Stage of capitalism as a global system that completes its progressive development and immerses it in its historical phase of decadence, from which capitalism goes from being an incentive to being an obstacle to the free development of the productive forces it has created.

Origins of Imperialism

Imperialism is produced by the absence of sufficient extra-capitalist markets to realize the whole of the produced surplus value and to make accumulated capital profitable. Extra-capitalist markets are those formed by artisans, autonomous peasants and in general by producers of mercantile value who do not participate in the expanded reproduction of capital, whether they operate within or outside the borders of a given national state.

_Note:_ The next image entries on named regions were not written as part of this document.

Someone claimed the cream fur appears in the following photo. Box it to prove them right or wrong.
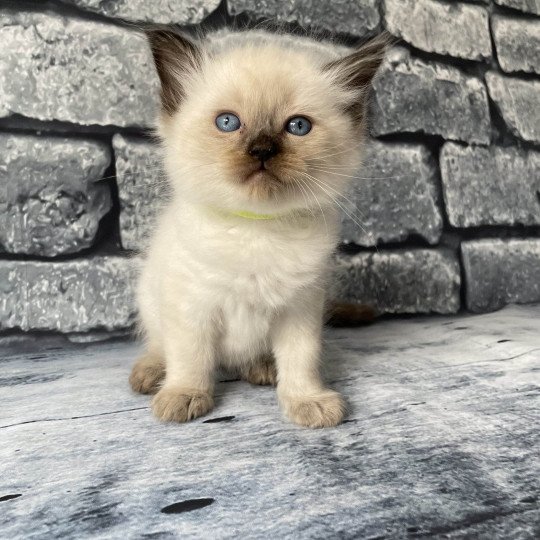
[132,32,384,427]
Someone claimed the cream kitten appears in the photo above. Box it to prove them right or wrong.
[130,30,387,427]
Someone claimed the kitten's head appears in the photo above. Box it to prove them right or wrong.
[147,30,388,212]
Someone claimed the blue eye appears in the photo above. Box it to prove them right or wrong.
[285,116,311,136]
[216,113,240,131]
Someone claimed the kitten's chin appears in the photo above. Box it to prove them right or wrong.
[238,169,284,201]
[246,169,280,183]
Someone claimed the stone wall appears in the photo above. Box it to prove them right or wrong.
[0,0,540,337]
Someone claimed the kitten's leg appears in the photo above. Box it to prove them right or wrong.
[239,354,277,386]
[272,289,345,427]
[129,346,165,394]
[152,317,215,422]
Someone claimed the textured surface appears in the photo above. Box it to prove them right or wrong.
[227,0,380,36]
[113,134,167,251]
[61,0,220,25]
[0,133,112,257]
[461,239,540,312]
[441,143,540,227]
[0,256,136,332]
[0,307,540,540]
[494,0,540,15]
[486,72,540,143]
[491,16,540,73]
[385,0,491,60]
[0,9,157,126]
[333,249,460,313]
[372,47,490,143]
[342,140,442,246]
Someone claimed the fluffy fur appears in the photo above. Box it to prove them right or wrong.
[130,30,386,427]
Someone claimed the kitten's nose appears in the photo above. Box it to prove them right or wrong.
[248,135,280,162]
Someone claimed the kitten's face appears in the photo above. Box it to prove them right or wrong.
[150,31,386,212]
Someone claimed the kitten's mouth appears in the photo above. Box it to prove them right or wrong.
[246,163,279,182]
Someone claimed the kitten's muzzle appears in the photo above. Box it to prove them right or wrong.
[247,135,281,165]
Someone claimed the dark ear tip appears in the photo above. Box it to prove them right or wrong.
[358,30,399,56]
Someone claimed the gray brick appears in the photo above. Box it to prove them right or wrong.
[385,0,491,60]
[486,71,540,143]
[61,0,220,25]
[227,0,380,36]
[332,249,460,313]
[342,141,442,246]
[372,47,491,144]
[441,143,540,227]
[0,134,112,257]
[113,134,168,251]
[0,257,137,332]
[491,15,540,73]
[461,238,540,313]
[0,9,158,126]
[495,0,540,15]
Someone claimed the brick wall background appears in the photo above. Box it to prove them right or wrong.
[0,0,540,339]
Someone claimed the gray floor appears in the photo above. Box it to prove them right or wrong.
[0,306,540,539]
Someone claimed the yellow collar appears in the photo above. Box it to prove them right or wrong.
[227,210,280,219]
[211,206,284,220]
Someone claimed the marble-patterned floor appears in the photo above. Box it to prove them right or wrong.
[0,306,540,540]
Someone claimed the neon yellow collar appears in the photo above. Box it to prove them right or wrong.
[227,210,280,219]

Extra-capitalist markets outside the bourgeois national states begin to be insufficient in volume to absorb the surplus value generated by them. Consequently, the relations between the constituted states, between them and their colonies and the organization of capital in each one begin to transform. This transformation means the entry into a new historical stage of capital's development: imperialism.

In the internal organization of capital, imperialism implies a further development of the concentration and centralization of capital. The merger of industrial and banking capital into finance capital takes place and finance capital is increasingly linked to the state and monopolies. Militarism appears for the first time as a global trend and the struggle to find a destination for over-accumulated capital becomes a struggle to export capital.

Imperialism gives shape to the final stage of rising capitalism. The extension and deepening of its conditions leads to the phase of decadence of the system, whose main characteristics it configures, radically transforming with them the conditions of class struggle. The concentration and centralization of capital around finance capital and the state, will become the generalization of state capitalism and the absorption of the trade union in the state; the chronic saturation of the world market in a globalization of militarism coupled with the impossibility of independent development of national capital -and therefore the impossibility of national liberation with a progressive character; and, in general, the difficulties of capital to freely develop the productive forces in a definitive split between growth and development.